Auf dem Weg zur Bergstation der
Luftseilbahn wiederum nur fröhliche Gesichter, in Weggis dann wieder ein
Gruppenbild, wobei dieses Mal mit den Gästen auch unser Fahrer Udo dabei
ist.
Da es bereits gegen 2 Uhr
nachmittags ist und somit nur noch für einen informativen Besuch des
Verkehrshauses der Schweiz Zeit bliebe, beschließen wir, das doch
gegenüber unserem Hotel befindliche Bourbaki-Panorama aufzusuchen. Von
der Geschäftleitung habe ich eine Ausnahmegenehmigung vom ansonsten
herrschenden Photographierverbot erhalten, sodaß ich eine der
bekanntesten Szenen des Rundgemäldes im Bild einfangen kann.
Das Bourbaki-Panorama stellt künstlerisch meisterhaft den Übertritt der französischen Ostarmee auf Schweizer Gebiet und deren Entwaffnung im Jänner 1871 dar, wobei Vordergrund und bemalte Rundumleinwand ineinander übergehen. Erst bei genauer Betrachtung kann man feststellen, daß der letzte Waggon des Eisenbahnzuges auf Schienen steht, während der übrige Teil auf die Leinwand gemalt worden ist. Die meisten Gäste, die tief ergriffen sind, hören sich über Lautsprecher die äußerst nahe gehende Erklärung dieser Episode aus dem deutsch-französischen Krieg von 187o/71 sogar zweimal an. Unser Weg führt uns dann zum
Löwendenkmal, das im Hinblick auf den Heldentod der zum Schutz des
französischen Königs abgestellten Schweizer Garde ebenfalls aus der
eidgenössischen Geschichte nicht wegzudenken ist. Während dann die
meisten Gäste die Stadt stürmen, besuche ich mit einigen weiteren den
Gletschergarten, wo wir einerseits auf den Spuren der letzten Eiszeit
wandeln und Gletschertöpfe und Findlinge in Augenschein nehmen, wo wir
aber andererseits eine Zeit erleben, als im Gebiet der heutigen Schweiz
noch tropisches Klima geherrscht hat.
So kommt am zweiten Reisetag noch jeder auf seine Rechnung, das vorzügliche Abendessen im Hotel vereint uns dann wieder. Der dritte und letzte Reisetag
ist dann noch gemütlicher. Nach ausgiebigem Frühstücksbuffet machen wir
uns auf den Weg, wobei die erste Station der Küssnachter See ist, an
dessen Ufer eine Kapelle an die hier 1935 tödlich verunglückte belgische
Königin Astrid erinnert. Dann aber zieht uns wieder die Schweizer
Geschichte in ihren Bann. Die Hohle Gasse, in der Tell den Landvogt
Gessler erschossen haben soll, verdient unsere volle Aufmerksamkeit.

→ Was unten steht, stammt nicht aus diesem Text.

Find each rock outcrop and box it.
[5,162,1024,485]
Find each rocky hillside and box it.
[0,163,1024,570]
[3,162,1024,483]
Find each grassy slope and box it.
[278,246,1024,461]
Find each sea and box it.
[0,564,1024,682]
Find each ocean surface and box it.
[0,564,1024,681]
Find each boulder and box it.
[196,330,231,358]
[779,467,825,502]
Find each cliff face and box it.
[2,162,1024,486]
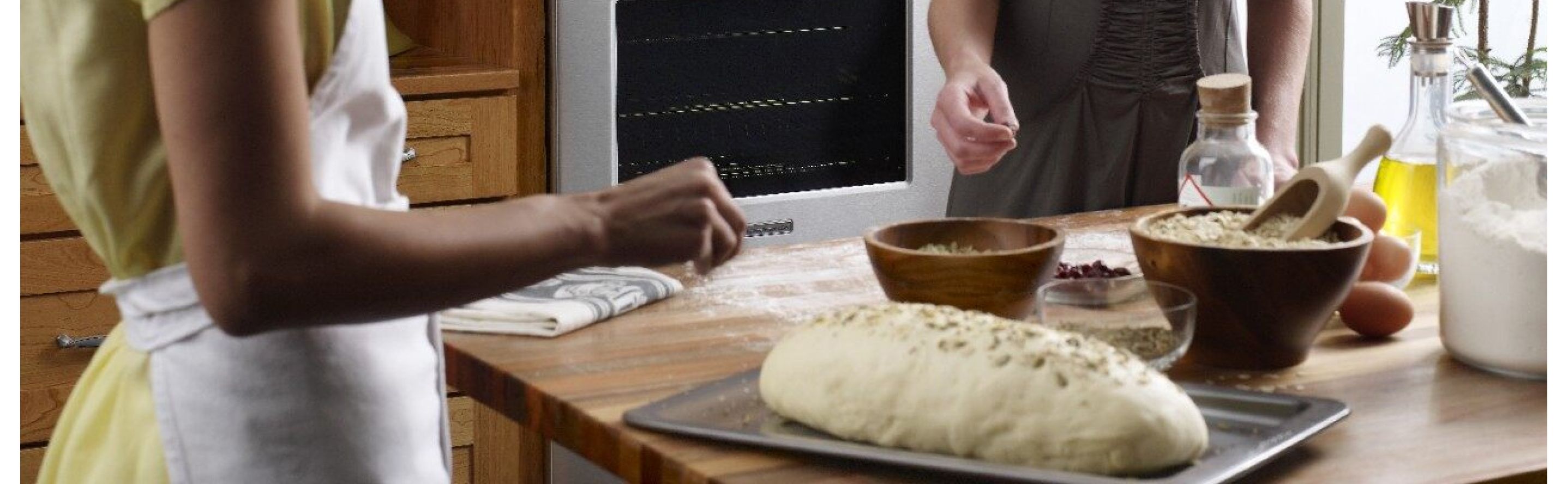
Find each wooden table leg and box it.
[473,406,550,484]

Wer nicht weiß, daß die Straße in den Dreißigerjahren des 2o.
Jahrhunderts durch Anbringung von gewaltigen Steinquadern – unter
gleichzeitiger Anlegung einer Umfahrungsstraße – rückgebaut worden ist,
kann sich nicht vorstellen, daß dies einst die einzige Verbindung von
Immensee nach Küssnacht gewesen ist. Auf dieser Straße wandern wir zur
Tellskapelle hinauf, über deren Portal im Inneren Tells Tod dargestellt
ist. Wilhelm Tell soll bei Rettung eines Knaben aus einem Hochwasser
führenden Bach ertrunken sein.
Im Informationsstand am Beginn
der Hohlen Gasse erfahren wir noch viele Einzelheiten aus der Schweizer
Geschichte, dann aber geht es weiter, immer dem Ufer des Vierwaldstätter
Sees entlang. In Brunnen biegen wir nach Süden um – die Tellsplatte ist
unser Ziel. Auf dem Weg zum Wasser hinunter stellen wir fest, daß die
Rinder des Kantons Uri noch ihre Hörner tragen dürfen.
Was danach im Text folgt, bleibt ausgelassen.